Comédienne, metteure en scène et pédagogue, Geneviève Ryelandt a approfondi tout au long de sa trajectoire professionnelle des techniques de théâtre qui visent par l’improvisation à libérer l’imaginaire des
acteurs (professionnels ou amateurs). On pourrait rapprocher cette démarche de celle expérimentée dans les années 1970 par Alain Knapp et son « théâtre création » dont les principes sont repris dans
Une école de la création théâtrale (Éditions Actes Sud/papiers 1983) : par la haute estime que l’on a des actrices et des acteurs et de leurs capacités créatrices, développer un travail qui fuit les clichés pour
produire un jeu qui tente d’être au plus près de l’expression de la vie intérieure et de la poésie qu’elle dégage.

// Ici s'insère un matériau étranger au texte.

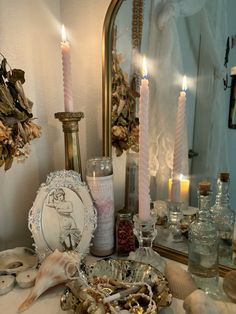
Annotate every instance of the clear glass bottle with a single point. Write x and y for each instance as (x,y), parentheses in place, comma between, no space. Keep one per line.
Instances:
(131,181)
(203,244)
(125,239)
(99,177)
(224,218)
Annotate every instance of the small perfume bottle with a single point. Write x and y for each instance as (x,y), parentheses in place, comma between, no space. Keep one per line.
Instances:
(125,239)
(224,218)
(203,244)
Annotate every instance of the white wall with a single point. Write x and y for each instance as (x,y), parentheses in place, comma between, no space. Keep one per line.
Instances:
(30,40)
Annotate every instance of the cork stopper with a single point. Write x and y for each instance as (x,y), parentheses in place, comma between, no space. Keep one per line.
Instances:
(204,187)
(224,177)
(233,70)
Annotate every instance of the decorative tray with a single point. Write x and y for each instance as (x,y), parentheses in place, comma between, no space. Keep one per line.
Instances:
(117,286)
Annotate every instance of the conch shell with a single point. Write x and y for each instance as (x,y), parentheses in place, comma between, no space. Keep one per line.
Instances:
(57,268)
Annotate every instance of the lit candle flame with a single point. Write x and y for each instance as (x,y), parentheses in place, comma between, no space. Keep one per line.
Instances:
(144,67)
(63,33)
(184,84)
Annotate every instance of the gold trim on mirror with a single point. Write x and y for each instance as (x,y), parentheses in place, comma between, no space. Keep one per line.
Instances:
(106,74)
(106,97)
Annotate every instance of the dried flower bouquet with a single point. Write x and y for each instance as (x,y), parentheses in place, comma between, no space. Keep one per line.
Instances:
(17,128)
(125,126)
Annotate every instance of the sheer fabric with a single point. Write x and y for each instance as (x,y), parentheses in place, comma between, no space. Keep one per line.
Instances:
(166,58)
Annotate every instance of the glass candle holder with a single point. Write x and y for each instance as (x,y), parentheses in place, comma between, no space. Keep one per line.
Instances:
(145,233)
(174,217)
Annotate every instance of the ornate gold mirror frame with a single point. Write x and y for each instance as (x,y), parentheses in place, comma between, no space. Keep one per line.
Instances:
(107,103)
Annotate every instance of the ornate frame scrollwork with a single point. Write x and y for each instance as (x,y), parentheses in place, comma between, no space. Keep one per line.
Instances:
(63,216)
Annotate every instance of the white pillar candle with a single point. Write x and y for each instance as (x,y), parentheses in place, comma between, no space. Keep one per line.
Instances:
(67,76)
(184,191)
(179,144)
(144,194)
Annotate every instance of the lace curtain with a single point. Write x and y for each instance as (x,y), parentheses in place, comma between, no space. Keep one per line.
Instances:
(167,68)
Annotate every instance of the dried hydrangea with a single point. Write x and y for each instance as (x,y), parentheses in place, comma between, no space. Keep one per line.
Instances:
(17,128)
(125,126)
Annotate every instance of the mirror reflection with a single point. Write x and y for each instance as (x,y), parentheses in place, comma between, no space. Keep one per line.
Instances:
(192,38)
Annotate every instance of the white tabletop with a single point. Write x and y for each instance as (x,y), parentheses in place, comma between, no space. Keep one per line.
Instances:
(49,302)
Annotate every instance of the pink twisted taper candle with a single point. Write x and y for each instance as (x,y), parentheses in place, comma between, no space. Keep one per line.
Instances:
(178,145)
(67,76)
(144,195)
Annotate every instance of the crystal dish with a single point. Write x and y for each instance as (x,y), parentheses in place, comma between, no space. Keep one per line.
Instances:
(109,277)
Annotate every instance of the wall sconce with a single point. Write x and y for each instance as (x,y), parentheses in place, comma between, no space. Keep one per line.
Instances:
(232,103)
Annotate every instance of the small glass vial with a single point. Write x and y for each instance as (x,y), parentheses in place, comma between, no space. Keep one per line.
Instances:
(131,182)
(224,218)
(99,177)
(125,239)
(203,243)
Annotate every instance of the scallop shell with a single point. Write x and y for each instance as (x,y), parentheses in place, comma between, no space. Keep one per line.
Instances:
(180,282)
(15,260)
(57,268)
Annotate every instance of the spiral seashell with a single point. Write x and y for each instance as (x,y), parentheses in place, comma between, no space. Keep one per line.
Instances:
(57,268)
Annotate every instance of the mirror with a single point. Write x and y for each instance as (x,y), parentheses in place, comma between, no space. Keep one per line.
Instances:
(186,46)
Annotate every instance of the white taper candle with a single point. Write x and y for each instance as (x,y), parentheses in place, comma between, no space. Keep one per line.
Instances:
(179,144)
(67,76)
(144,193)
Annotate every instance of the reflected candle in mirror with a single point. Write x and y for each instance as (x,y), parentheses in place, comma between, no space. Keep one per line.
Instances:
(184,191)
(67,76)
(144,194)
(179,144)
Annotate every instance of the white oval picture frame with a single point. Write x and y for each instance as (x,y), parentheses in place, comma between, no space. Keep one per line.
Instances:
(63,215)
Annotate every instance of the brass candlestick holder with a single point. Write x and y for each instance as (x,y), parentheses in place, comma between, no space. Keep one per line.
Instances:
(71,130)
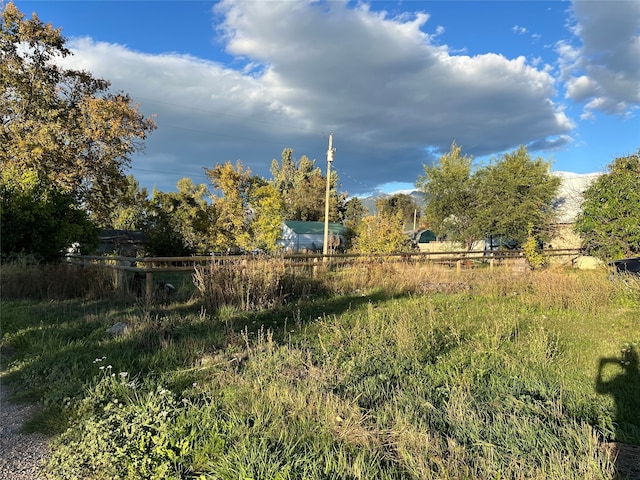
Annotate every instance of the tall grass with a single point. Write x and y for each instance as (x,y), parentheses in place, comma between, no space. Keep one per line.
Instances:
(403,371)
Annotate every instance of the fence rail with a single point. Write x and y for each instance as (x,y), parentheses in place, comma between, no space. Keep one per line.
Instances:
(153,265)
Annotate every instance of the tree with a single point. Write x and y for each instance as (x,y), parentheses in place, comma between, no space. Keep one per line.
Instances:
(268,215)
(39,220)
(354,212)
(63,124)
(450,196)
(303,188)
(381,234)
(514,198)
(399,203)
(610,219)
(230,228)
(129,211)
(177,223)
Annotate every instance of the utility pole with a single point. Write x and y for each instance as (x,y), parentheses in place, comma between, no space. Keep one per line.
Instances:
(330,152)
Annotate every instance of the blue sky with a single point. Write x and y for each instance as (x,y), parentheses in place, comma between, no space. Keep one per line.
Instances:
(395,82)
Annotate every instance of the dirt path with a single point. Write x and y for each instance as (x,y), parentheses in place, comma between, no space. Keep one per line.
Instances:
(21,454)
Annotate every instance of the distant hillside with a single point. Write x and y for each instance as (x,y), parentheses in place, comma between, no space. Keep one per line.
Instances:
(567,204)
(370,202)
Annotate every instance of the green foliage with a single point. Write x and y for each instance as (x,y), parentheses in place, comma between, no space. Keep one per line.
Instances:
(129,430)
(40,220)
(531,249)
(129,210)
(401,204)
(303,189)
(230,228)
(450,196)
(513,193)
(502,198)
(381,234)
(478,383)
(63,124)
(178,223)
(610,217)
(268,215)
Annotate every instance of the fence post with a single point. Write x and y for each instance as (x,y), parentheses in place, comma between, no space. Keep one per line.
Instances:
(149,287)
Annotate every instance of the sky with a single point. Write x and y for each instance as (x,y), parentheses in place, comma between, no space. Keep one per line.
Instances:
(396,83)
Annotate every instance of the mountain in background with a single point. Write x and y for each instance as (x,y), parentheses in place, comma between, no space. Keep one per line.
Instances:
(567,204)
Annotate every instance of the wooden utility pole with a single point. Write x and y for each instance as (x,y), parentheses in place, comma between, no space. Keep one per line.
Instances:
(330,152)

Ce cheminement a amené Geneviève Ryelandt à réaliser en 1999, un spectacle de théâtre-mouvement, Les petites Catastrophes, qui était le prolongement d’un travail d’écriture où des fragments de textes de Botho Strauss étaient mis en résonance avec des images de spectacles de Pina Bausch. (Des extraits de cet essai ont été publiés dans Alternatives théâtrales n°45, Le monologue, juin 1994).

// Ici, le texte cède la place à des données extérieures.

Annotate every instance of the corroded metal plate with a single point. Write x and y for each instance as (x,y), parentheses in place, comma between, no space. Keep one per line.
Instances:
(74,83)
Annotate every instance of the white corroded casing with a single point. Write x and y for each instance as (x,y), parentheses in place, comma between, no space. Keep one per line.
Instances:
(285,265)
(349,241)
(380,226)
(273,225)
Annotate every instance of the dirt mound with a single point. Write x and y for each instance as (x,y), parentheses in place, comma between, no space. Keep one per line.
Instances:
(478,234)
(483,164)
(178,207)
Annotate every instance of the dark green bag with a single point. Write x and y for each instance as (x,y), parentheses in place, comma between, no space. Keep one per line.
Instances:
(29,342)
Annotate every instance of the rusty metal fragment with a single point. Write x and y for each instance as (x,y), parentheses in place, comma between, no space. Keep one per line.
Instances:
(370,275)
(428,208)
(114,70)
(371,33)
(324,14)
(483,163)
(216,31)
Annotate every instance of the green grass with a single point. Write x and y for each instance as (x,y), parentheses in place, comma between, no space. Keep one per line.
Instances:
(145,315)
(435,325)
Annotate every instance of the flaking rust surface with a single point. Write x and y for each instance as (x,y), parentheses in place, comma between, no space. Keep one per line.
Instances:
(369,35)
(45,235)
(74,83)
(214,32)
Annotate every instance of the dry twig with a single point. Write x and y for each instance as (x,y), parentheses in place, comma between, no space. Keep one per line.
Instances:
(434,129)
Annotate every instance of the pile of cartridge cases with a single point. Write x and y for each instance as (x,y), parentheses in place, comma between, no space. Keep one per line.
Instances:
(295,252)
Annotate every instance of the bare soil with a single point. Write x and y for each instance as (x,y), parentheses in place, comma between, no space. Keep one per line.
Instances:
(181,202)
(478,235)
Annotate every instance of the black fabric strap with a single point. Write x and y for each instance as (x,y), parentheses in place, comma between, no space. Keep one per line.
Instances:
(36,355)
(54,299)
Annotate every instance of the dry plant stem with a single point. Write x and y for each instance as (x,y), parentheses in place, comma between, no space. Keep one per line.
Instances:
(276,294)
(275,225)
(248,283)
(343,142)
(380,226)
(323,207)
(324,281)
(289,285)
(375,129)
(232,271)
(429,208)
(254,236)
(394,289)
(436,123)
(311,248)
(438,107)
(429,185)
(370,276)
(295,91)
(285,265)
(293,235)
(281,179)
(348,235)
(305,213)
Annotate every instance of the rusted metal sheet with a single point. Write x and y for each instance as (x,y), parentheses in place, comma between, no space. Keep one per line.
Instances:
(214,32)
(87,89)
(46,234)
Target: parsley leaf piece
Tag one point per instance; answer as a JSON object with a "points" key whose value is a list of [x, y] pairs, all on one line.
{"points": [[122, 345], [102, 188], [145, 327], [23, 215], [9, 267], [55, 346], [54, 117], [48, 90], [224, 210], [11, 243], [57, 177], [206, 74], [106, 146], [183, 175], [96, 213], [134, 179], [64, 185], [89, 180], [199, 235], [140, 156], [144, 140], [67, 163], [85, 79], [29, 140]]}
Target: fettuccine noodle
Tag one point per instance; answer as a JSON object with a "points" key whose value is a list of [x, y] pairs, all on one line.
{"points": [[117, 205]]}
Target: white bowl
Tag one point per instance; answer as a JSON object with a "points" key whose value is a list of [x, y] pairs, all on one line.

En 2014 elle s’est attelée à l’écriture d’un texte basé sur le mythe de Médée, figure qui hante l’artiste depuis de longues années. Une première version en a été donnée à Bruxelles en décembre 2015.
À partir de cette expérience elle a ensuite retravaillé le texte qui a été publié récemment. (1)
Ce petit texte d’une trentaine de pages est une formidable matière à jouer. Son écriture permet, quels que soient les moyens théâtraux qui seraient mis en oeuvre – du théâtre pauvre et minimaliste à une mise en scène qui ferait appel à une scénographie plus élaborée – de produire un spectacle qui parle au cœur et à l’intelligence du spectateur. (Avis aux compagnies à la recherche de textes d’aujourd’hui !)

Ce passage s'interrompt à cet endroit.